Can you spot any seasonality, cyclicity and trend?

Time Series Seasonality Cyclicity Trend
us_employment_tp$Employed Yearly No Steady increase
aus_production$Bricks Yearly It looks like there is a long term cycle of ~5 years. It’s more evident after ~1978. Ascending to 1980, then descending
pelt$Hare No Yes, it approximates 10 years No
PBS_H02$Cost All but “General/Co-payments” have a clear annual period No Ascending
us_gasoline$Barrels Yes, yearly I can’t tell whether it’s noise or a cycle. It’s erratic, but always present. It cycles ~10/14 days Steady increase between (1990, 2007) and then it falls and rises again between (2007, 2017)

2.8.2

What do you learn about the series?

You learn the trends and tendencies of the past. I imagine this is the basis for predictions about the future. It’s going to be interesting to see it all come together. Specifically, we learn:

  • about the time series seasonality, cyclicity and trends,
  • the time interval of each series,
  • that autoplot() is a great starting place for exploring time series data,
  • that it can be difficult to distinguish between seasonality and cyclicity.

2.8.3

What can you say about the seasonal patterns?

us_employment_tp$Employed: The seasonal pattern is subtle and a little elusive. It’s clear to see in the autoplot() but difficult to discern in the gg_season() plot. What can be said about this pattern? I could imagine a few reasons for this pattern:

  • Summer and Fall are busy seasons for many industries such as farming.
  • The holiday season is a busy time for many industries.
  • Election season could account for job creation.

aus_production$Bricks: The seasonal pattern is clear and consistent. It looks like the brick industry in Australia peaks in the 3rd quarter. I can only come up with one reason for this pattern, and that is the weather is nice in the 3rd quarter, so it’s a good time to build.

pelt$Hare: There is no seasonal pattern. The number of hares traded each year is erratic.

PBS_H02$Cost: The seasonal pattern is clear and consistent, though its pattern varies depending on the Type. Speaking of which, I was having trouble understanding how autoplot knew about the Type, but I see that it is part of the key of PBS_H02. Breaking it down by Type:

  • Concessional/Co-payments: It looks like the number of concessional co-payments peaks in the 2nd quarter.
  • Concessional/Safety net: The number of concessional safety net co-payments dips quickly in the 1st quarter and bottoms out in the 2nd quarter. It then climbs back over the 3rd and 4th quarter.
  • General/Co-payments: It looks like noise. I can’t make sense of the pattern.
  • General/Safety net: Almost identical to Concessional/Safety net.

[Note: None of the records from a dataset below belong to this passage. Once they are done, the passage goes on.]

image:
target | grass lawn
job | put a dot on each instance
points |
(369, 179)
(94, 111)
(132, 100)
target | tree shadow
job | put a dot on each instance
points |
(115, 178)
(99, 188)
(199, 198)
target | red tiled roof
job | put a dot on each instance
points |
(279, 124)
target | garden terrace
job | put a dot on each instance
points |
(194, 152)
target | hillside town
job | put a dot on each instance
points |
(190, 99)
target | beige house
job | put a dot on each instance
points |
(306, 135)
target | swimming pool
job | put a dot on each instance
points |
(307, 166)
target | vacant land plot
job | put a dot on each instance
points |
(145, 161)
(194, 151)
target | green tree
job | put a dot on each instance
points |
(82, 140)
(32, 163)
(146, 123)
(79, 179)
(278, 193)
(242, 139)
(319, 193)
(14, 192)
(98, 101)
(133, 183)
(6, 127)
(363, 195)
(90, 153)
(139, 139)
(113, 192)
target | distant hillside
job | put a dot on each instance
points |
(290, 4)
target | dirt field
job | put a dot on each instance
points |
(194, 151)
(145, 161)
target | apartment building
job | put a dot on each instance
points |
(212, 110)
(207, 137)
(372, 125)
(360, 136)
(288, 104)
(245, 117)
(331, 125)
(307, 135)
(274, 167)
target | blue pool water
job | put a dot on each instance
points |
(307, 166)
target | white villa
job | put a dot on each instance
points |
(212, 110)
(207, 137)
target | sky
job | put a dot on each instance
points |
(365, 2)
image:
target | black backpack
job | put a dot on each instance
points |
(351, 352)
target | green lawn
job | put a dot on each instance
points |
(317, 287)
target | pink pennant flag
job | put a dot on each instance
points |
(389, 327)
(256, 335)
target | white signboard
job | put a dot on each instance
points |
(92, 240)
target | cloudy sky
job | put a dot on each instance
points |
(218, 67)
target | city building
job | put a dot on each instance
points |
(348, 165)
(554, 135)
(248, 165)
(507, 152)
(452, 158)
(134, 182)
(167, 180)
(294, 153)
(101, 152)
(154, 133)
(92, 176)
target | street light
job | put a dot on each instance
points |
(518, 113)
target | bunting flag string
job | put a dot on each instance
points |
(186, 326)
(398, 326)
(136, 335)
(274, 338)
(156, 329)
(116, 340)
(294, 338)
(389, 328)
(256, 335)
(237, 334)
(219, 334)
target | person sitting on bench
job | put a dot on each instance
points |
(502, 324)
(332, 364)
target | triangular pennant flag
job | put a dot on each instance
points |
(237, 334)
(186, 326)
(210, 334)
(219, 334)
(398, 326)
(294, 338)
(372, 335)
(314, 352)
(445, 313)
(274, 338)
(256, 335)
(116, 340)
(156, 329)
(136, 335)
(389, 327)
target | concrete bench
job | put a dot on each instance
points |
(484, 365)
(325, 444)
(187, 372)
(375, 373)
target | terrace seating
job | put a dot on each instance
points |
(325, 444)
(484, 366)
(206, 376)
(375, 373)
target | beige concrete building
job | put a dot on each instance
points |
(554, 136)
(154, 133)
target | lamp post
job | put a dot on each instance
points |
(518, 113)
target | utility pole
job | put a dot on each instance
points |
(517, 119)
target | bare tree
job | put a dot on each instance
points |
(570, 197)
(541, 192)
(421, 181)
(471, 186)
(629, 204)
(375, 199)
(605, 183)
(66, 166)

I wonder if the inverted patterns have to do with balancing budgets.

2.8.4

Can you identify any unusual years?

Yes:

  • ~2010 is an unusual year for the employment industry in the US. It looks like there was a significant drop in employment. I suspect the 2008 financial crisis might have something to do with this.
  • ~1982 is an unusual year for the brick industry in Australia. Production plummets.
  • ~1862 and ~1885 are both unusual years for the pelt industry in Canada. The number of hares traded spike significanly during these years.